Selain itu, sempat juga muncul rasa bosan karena dirinya harus mengonsumsi obat belasan tablet setiap hari. Hal itu membuat Mufi memilih pengobatan alternatif di usia 14 tahun.
"Selama dua bulan saya stop pengobatan rumah sakit. Saya optimis bisa sembuh saat itu, eh tapi malah badan amat drop dengan kadar HB 5 (gr/dl) padahal normalnya kan 12 (gr/dl)," kenangnya.
Sejak saat itu dia kembali menjalani pengobatan medis hingga kini usianya 19 tahun. Setiap tiga minggu sekali dia menyambangi RSCM untuk mengontrol kondisi serta tranfusi darah.

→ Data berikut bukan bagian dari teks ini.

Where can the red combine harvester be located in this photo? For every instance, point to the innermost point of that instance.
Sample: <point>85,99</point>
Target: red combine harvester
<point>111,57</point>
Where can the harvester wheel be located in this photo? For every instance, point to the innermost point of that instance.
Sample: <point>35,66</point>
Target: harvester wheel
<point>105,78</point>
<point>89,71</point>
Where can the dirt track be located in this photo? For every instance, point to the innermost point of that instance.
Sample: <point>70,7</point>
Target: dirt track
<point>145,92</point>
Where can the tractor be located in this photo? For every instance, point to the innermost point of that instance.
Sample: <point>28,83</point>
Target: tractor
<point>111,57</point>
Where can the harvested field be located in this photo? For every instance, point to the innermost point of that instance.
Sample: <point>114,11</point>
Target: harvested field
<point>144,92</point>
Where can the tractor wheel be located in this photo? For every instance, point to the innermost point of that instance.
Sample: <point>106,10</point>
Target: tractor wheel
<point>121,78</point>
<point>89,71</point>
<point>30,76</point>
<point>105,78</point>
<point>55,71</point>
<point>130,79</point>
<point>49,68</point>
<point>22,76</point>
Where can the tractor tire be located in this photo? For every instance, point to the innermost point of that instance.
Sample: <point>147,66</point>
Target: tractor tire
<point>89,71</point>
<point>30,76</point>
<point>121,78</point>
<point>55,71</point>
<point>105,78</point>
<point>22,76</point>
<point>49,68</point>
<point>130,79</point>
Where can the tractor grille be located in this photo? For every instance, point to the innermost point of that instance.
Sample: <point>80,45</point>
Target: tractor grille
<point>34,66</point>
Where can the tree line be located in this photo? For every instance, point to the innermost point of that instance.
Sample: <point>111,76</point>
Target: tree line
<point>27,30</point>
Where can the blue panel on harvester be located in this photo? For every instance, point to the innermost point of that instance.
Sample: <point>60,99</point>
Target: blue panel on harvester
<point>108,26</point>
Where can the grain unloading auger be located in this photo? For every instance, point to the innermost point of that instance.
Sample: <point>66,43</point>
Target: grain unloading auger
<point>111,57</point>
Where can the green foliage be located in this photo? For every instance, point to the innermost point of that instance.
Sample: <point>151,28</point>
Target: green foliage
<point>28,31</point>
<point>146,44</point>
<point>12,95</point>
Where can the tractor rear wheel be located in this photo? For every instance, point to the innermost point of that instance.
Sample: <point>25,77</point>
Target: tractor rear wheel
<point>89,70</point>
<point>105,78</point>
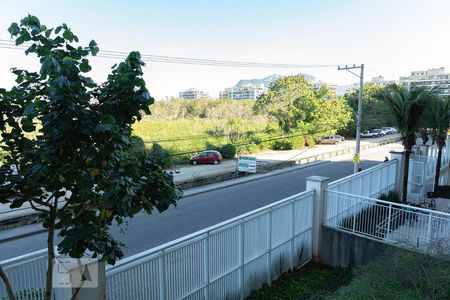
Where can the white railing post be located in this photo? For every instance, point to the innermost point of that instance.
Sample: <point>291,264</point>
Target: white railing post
<point>389,222</point>
<point>292,234</point>
<point>162,276</point>
<point>429,229</point>
<point>269,270</point>
<point>242,258</point>
<point>400,157</point>
<point>207,266</point>
<point>318,184</point>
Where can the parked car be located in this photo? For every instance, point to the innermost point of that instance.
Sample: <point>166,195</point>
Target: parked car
<point>380,132</point>
<point>369,133</point>
<point>389,130</point>
<point>392,130</point>
<point>340,137</point>
<point>332,139</point>
<point>207,157</point>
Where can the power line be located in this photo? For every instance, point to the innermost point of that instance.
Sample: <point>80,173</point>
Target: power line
<point>249,143</point>
<point>8,44</point>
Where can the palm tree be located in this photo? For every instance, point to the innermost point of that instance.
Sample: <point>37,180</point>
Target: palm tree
<point>437,116</point>
<point>407,106</point>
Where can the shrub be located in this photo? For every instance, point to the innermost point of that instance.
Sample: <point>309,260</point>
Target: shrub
<point>282,145</point>
<point>228,151</point>
<point>161,155</point>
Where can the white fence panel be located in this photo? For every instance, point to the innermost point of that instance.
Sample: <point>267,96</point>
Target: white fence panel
<point>27,274</point>
<point>225,261</point>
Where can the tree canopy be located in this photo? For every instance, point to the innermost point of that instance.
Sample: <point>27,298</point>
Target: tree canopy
<point>375,114</point>
<point>76,168</point>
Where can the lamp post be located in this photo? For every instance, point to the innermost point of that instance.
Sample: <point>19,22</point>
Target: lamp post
<point>356,157</point>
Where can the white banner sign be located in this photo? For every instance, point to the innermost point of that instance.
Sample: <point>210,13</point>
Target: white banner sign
<point>247,164</point>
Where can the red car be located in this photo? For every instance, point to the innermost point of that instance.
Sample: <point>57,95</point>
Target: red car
<point>207,157</point>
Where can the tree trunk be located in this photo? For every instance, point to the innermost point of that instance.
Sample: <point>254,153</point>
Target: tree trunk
<point>405,175</point>
<point>7,283</point>
<point>438,165</point>
<point>51,255</point>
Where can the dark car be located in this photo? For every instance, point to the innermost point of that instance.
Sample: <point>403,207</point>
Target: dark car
<point>207,157</point>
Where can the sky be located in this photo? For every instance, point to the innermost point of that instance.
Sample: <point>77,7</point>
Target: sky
<point>391,37</point>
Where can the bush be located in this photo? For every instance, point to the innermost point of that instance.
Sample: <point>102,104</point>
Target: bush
<point>228,151</point>
<point>249,149</point>
<point>160,155</point>
<point>282,145</point>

Tak ingin ada bayi lain mengalami kondisi seperti dirinya, setahun terakhir ini Mufi aktif dalam Thalassemia Movement. Sebuah gerakan yang aktif dalam memberikan informasi mengenai thalassemia dan pencegahannya.
"Bahwa thalassemia itu tidak menular, belum dapat disembuhkan, pengobatannya mahal dan komplikasinya banyak," tuturnya.
Untuk pencegahan bisa dilakukan dengan skrining sel darah merah. "Nanti ketahuan apakah pembawa sifat thalassemia atau tidak. Jika iya, maka 25 persen kemungkinan anak lahir dengan thalassemia mayor, 25 persen kemungkinan pembawa sifat, dan 50 persen sehat," pesannya.